Improved Algorithms for Summation of Array Elements

Abstract

I considered an efficient algorithm for summation of array elements. All elements in an array are string. When those elements are summed using scripts, a standard method is to add each element in order. If the script is run without any optimize, the process becomes gradually sluggish, because the total amount of active data during the summation process is proportional to the square of the number of array elements. This leads directly to the high process-cost. Such phenomenon notably appears at Google Apps Script (GAS). This report says about the solution of this problem using a new algorithm of a pyramid method. The pyramid method achieves that the total amount of active data increases proportional to the linear of the number of array elements. By this, the processing time becomes much shorter than that of the process using the standard method. The pyramid method achieved the process-cost reduction of $99.7%$ compared with the standard method at GAS. I realized again that new discoveries are hidden into the familiar scenes of every-day life.

Introduction

What script comes to mind when you hear the summation of string elements in an array? Most people will probably imagine the method for adding each element in order as following a pseudo code.

    Declare a string variable arr, sum
    Declare an integer variable loopcounter
    Set arr to size n
    for loopcounter = 0 to (size of arr) - 1
        sum = sum + arr[loopcounter]
        loopcounter = loopcounter + 1
    endfor

It can be said that these are a standard algorithm. When the number of elements is small, this standard method is so useful for the summation. But when the number is large, the summation process becomes sluggish. The reason is that the total amount of active data increases proportionally to the square of the number of array elements. Namely, it means that summing array elements in order leads to high process-cost. High process-cost connects directly to large money and time loss. The summation process is used at variety situations. Recently, the array with string elements are used at the field of big data and, web technology and so on. Therefore, it is very important to design the effective summation algorithms with lower process-cost.

In this report, an efficient algorithm for summing string elements in an array is introduced. The key factor for this algorithm is to change the total amount of active data during the summation process. At the standard method, the summation process of array elements makes the total amount of active data increase proportionally to the square of number of array elements. On the other hand, at the algorithm in this report, the total amount of active data linearly increases to the number of array elements. This difference is very important for reducing the process cost.

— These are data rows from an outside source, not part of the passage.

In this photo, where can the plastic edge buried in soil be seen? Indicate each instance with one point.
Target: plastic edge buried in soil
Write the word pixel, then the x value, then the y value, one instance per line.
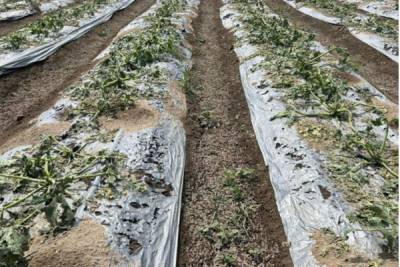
pixel 295 169
pixel 142 219
pixel 24 57
pixel 383 45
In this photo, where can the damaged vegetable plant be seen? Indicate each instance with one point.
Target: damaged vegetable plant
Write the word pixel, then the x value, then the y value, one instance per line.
pixel 348 13
pixel 314 92
pixel 43 181
pixel 51 25
pixel 40 181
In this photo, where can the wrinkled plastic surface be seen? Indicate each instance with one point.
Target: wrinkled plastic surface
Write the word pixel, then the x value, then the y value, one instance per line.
pixel 13 60
pixel 54 5
pixel 295 170
pixel 385 46
pixel 17 13
pixel 142 226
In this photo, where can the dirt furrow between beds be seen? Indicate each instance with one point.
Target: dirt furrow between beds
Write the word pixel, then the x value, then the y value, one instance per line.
pixel 229 215
pixel 379 70
pixel 28 91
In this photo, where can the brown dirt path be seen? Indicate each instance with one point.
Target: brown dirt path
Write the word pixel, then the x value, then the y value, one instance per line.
pixel 31 90
pixel 229 215
pixel 379 70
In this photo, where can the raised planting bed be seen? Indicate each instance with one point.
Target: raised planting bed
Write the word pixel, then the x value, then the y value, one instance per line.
pixel 111 156
pixel 42 38
pixel 378 32
pixel 329 138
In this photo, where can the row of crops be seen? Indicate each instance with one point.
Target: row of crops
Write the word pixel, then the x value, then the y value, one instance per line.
pixel 119 154
pixel 41 38
pixel 18 9
pixel 328 136
pixel 374 29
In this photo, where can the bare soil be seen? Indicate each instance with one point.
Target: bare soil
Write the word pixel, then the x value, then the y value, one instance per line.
pixel 83 246
pixel 224 222
pixel 26 92
pixel 379 70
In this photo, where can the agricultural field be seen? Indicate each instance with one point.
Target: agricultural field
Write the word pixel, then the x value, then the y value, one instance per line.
pixel 199 133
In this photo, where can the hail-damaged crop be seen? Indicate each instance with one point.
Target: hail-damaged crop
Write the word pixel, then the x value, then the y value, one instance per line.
pixel 347 12
pixel 41 182
pixel 50 25
pixel 313 92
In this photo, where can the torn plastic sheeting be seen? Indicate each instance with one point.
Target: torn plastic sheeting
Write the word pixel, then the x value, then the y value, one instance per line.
pixel 54 5
pixel 17 13
pixel 383 45
pixel 141 226
pixel 380 8
pixel 314 13
pixel 150 219
pixel 297 190
pixel 10 61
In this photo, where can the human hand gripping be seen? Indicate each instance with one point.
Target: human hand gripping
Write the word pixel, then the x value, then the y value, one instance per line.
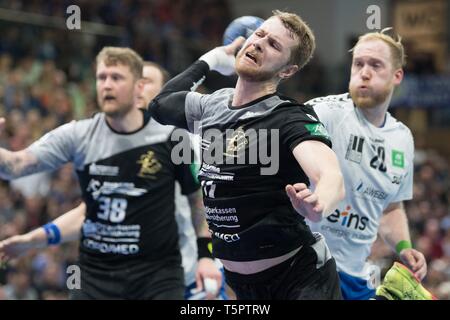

The primary aim of this report is to reduce the process cost during the summation process. The secondary aim is to reduce the burden for Google when we run the summation process of array elements using Google Apps Script (GAS). GAS is one of good resources which can be used by only browser. It is important to reduce the process cost of GAS by devising. Therefore, the samples which were used in this report were made of GAS. At next section, theoretical approaches will be introduced.

Theoretical approaches

Array element which is used in this report is string. In order to understand the pyramid method which is introduced in this report, it thinks about the total amount of active data during the summation process. When the array elements are summed by the standard method as shown in Introduce section, the total amount of active data $\Psi$ during the process is

\[ \Psi = \sum_{\lambda=1}^{\theta} \mu \lambda \tag{1} \]

where $\mu$ and $\theta$ are the size of one array-element and the number of array elements, respectively.

Fig. 1: $\Psi$ vs. $\theta$ by Eq.(1).

Figure 1 shows $\Psi$ vs. $\theta$ when $\mu$ is 10 bytes. It is found that $\Psi$ increases proportionally to the square of $\theta$ as shown in Fig.1. I have thought that the processing time has to correlate to the total amount of active data $\Psi$ during the process. In order to reduce $\Psi$, I propose a pyramid method. The pyramid method calculates the sum while dividing $\theta$ to some groups as shown in Fig. 2.

Fig. 2: Concept of pyramid method.

At the pyramid method, the base array without dividing is $\omega=0$ in Fig. 2. At $\omega=1$, $\theta$ is divided to groups by $\phi$ determined as a division number. The array elements in each group is summed. This flow is performed until obtaining the result. As a sample, it shows a pseudo code with the pyramid method at $\omega=1$ obtained from Fig. 2.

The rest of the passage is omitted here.